Published March 21. 2011 05:01PM

The replacement of its high school roof is chief among a list of five projects Palmerton Area School District will accept proposals on next month.

The district will accept bids for the high school roof replacement project until 10 a.m. April 18. Later that day, the district will accept bids for the S.S. Palmer generator replacement at 1 p.m.; Towamensing Elementary playground access at 1:30 p.m.; high school UST removal at 2 p.m.; and Towamensing Elementary deck and rails at 2:30 p.m.

At an estimated cost of $1,053,000, the roof is projected to be the highest expense on the list of year one projects that total about $1,767,400, said Rob Sarnowksi of Barry Isett & Associates.

A prebid meeting will be held at 3 p.m. April 4 at the project site, whereby all prospective bidders are encouraged to attend.
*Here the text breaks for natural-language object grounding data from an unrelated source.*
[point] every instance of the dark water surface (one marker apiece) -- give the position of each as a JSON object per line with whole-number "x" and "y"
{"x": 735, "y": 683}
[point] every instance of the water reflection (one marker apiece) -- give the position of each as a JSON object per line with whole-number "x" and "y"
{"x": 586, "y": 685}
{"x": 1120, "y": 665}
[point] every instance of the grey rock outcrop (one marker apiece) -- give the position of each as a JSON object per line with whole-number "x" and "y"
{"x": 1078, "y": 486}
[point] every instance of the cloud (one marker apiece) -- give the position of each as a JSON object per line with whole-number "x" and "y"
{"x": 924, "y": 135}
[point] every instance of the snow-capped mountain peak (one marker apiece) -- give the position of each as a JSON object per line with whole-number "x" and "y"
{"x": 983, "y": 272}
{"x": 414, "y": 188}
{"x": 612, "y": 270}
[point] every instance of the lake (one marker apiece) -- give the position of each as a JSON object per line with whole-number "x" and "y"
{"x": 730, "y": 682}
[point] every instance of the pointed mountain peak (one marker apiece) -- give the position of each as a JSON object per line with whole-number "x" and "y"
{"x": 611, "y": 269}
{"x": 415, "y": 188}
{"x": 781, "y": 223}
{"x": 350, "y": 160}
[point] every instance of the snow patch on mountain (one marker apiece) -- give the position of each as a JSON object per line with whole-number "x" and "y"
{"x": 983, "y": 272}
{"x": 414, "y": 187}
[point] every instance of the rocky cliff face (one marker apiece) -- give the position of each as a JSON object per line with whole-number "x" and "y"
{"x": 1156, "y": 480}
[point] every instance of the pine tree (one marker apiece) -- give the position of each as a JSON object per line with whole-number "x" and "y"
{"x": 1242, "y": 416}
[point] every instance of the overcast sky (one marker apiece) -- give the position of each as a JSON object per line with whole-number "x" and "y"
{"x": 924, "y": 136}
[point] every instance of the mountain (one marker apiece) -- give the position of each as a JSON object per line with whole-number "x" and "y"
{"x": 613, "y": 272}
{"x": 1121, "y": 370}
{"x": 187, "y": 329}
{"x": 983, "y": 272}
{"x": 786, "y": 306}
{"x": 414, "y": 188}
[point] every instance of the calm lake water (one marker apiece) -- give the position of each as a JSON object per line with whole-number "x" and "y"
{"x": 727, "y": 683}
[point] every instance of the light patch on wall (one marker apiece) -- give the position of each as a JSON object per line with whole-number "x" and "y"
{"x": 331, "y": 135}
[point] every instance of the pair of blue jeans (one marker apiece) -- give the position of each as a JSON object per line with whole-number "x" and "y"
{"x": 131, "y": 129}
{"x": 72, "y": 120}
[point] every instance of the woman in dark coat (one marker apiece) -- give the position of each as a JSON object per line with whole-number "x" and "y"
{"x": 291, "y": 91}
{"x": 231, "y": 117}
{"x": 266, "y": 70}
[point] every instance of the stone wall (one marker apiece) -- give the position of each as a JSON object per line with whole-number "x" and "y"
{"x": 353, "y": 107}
In January, the board, on a 7-1 vote, approved Barry Isett & Associates to move forward with various projects. Essentially, the board approved, in concept, years one and two with investigation and design at a cost of about $4,808,400.

At a workshop held earlier that month, the committee was presented with an updated list of projects as part of a three-year construction plan that totals about $5,309,950.
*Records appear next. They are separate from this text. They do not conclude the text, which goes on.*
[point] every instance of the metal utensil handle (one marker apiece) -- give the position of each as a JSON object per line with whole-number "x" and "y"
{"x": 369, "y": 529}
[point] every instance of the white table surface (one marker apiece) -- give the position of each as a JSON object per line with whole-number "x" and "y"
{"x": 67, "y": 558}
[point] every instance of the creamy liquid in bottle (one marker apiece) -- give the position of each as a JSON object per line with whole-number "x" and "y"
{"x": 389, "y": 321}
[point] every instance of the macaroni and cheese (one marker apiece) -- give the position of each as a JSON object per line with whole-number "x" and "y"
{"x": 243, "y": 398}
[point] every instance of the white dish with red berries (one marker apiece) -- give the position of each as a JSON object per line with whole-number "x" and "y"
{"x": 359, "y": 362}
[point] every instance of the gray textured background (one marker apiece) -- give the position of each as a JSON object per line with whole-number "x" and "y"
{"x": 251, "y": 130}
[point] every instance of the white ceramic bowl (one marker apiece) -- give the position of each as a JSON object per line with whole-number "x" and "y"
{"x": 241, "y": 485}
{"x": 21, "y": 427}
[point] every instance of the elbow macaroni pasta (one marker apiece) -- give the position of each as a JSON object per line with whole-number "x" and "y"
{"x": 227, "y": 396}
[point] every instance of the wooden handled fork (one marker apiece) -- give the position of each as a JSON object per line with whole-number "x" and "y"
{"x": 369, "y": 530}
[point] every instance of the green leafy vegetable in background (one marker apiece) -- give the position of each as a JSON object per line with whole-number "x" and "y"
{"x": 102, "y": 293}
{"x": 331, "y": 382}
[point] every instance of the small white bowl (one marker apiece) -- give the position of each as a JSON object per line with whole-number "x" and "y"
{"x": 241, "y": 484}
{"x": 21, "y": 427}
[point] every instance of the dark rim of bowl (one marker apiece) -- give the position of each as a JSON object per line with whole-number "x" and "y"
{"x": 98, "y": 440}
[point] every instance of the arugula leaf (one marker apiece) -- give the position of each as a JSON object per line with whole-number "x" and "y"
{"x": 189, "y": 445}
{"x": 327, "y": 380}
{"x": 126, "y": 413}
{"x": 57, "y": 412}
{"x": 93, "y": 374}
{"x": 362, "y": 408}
In December, the board agreed to adopt a resolution to borrow an additional $5 million and restructure its 2006 bond issue in the amount of $5.4 million that is scheduled to be paid off in 2026. The bonds have a five-year call, and the interest rate will be 3.95-percent from 2011-2026. The district also has a 2007 bond in the amount of $1,545,000 scheduled to be paid off in 2018.

In November, the board, on an 8-1 vote, agreed to authorize Barry Isett & Associates to begin design work on the high school roof. Also at that time, the board, on a 7-2 vote, agreed to authorize the firm as engineer of record for the district, effective immediately.
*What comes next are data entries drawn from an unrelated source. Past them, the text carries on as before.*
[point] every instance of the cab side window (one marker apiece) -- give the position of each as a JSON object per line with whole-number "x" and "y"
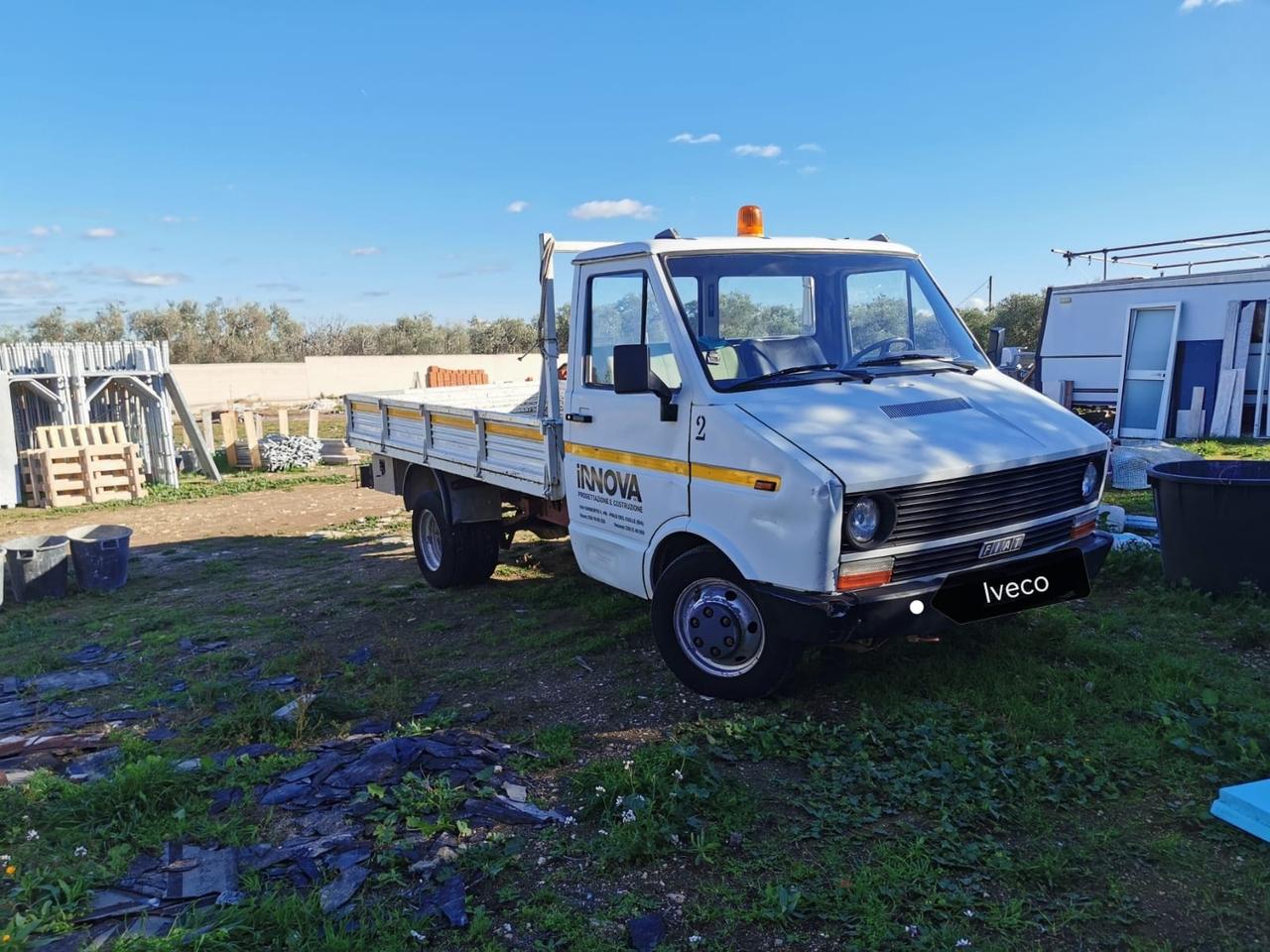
{"x": 621, "y": 308}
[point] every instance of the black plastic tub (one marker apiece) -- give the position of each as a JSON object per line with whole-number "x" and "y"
{"x": 1213, "y": 517}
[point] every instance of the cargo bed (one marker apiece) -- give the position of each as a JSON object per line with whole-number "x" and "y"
{"x": 490, "y": 433}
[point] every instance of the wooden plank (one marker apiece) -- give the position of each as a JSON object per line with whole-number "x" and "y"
{"x": 229, "y": 434}
{"x": 1232, "y": 324}
{"x": 1222, "y": 404}
{"x": 1243, "y": 336}
{"x": 253, "y": 440}
{"x": 1234, "y": 421}
{"x": 203, "y": 443}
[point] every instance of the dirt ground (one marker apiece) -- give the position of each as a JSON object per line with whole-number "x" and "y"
{"x": 294, "y": 512}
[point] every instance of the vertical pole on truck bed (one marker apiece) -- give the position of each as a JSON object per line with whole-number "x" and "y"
{"x": 549, "y": 382}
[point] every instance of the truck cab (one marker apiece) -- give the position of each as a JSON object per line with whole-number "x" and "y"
{"x": 781, "y": 442}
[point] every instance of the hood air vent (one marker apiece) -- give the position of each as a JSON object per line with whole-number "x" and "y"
{"x": 925, "y": 408}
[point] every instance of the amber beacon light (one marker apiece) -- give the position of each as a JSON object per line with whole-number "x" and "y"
{"x": 749, "y": 221}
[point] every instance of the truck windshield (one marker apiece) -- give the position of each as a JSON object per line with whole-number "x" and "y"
{"x": 783, "y": 316}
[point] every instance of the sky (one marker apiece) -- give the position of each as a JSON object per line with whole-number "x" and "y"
{"x": 370, "y": 160}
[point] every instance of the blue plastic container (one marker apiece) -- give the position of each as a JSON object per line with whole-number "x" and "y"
{"x": 100, "y": 556}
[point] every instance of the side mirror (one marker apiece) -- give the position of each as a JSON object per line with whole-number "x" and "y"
{"x": 633, "y": 375}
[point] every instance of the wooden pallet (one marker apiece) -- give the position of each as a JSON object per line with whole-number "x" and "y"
{"x": 86, "y": 434}
{"x": 66, "y": 476}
In October, the board agreed to borrow an additional $5 million to fund maintenance and repair projects, with the stipulation that unused borrowed money be used to pay down the debt. That decision came after two prior motions, one to borrow $5 million, and the other, to borrow $2 million, were defeated.

Also at that time, the board agreed to refinance a pair of bond issues and the energy performance lease.

In July, the board agreed to refinance its 2005 bond issue in the amount of $6 million that is scheduled to be paid off in 2016. In the process, it saved $175,314.

Business manager Lisa Vignone previously said that while the payments will go up, the district will not exceed the $1.6 million a year in debt service without impacting the amount of the loan payments for the next eight years.

As a result, the debt service for 12 years will be about $1.6 million, Vignone said, with the remaining four years at about $1.2 million, she said.

Had the board not agreed to borrow, the debt service would have decreased to $1.2 million in 2019, Vignone said.

From 2020-2023, it would have been about $670,000, and from 2024-2026, about $470,000, at which point the district would have been done with its debt service, she said.